Richard Abbott, MD became the next Barkan member elected President of the AAO in 2011. After completing his residency in 1977, he was a Heed cornea and external disease fellow at the Bascom Palmer Eye Institute in Miami. He served as co-Chief of Cornea at CPMC, as Chief from 1989 to 1995. He joined the UCSF faculty where is he currently the Emeritus Thomas W. Boyden Health Sciences Professor of Clinical Ophthalmology and Research Associate at the Francis .I Proctor Foundation.

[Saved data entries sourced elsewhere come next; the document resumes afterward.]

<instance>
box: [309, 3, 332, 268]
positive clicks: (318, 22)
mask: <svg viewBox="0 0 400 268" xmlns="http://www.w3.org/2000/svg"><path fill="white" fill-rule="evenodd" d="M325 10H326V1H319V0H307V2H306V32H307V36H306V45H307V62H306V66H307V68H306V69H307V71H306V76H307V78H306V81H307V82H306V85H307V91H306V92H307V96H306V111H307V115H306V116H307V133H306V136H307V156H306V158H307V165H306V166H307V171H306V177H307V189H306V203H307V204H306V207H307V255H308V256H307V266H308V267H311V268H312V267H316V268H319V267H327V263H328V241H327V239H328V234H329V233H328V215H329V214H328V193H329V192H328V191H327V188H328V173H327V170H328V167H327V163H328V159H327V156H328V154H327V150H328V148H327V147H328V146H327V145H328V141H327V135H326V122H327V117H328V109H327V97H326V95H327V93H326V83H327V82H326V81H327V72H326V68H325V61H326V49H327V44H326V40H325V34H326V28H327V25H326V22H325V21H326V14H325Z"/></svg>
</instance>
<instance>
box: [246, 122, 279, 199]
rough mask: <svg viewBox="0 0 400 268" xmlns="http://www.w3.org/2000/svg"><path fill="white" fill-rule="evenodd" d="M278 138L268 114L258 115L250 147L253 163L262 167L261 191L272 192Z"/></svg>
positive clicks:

He has served as President of both the Pan American Association of Ophthalmology and the Pan American Ophthalmological Foundation, as Chairman of the Board of the Ophthalmic Mutual Insurance Company (OMIC) and Director of the American Board of Ophthalmology. He is a past Board Director for the International Council of Ophthalmology and a member of Academia Ophthalmologica Internationalis. Dr. Abbott has received numerous honors, including the U.S. President’s 25-year Volunteer Service Award, The Sir Stuart Duke Elder International Gold Medal, the International Golden Service Award from the Chinese Academy of Ophthalmology, and the Jose Rizal Medal for International Service to the Asia Pacific region from the Asia Pacific Academy of Ophthalmology among many others.
Ruth D. Williams, MD was elected Academy President in 2012, the youngest physician and only the second woman to assume the post. It is notable that in 42 years since 1978 when the first president was elected, there have only been 4 women elected, and two have been Barkan Society members. Ruth Williams completed her residency in 1990 and glaucoma fellowships at UCSF University of California, San Francisco School of Medicine and at Shaffer Associates in San Francisco. She is president of the Wheaton Eye Clinic near Chicago, one of the largest ophthalmology groups in the Midwest.
Active on many AAO committees she has also served as Vice Chair of the Board of Trustees of the Glaucoma Research Foundation since 2015 and as Chief Medical Editor of EyeNet Magazine since 2016. She also led the ophthalmology section council of the AMA for nearly a decade and has chaired the Surgical and Specialty Section of the AMA.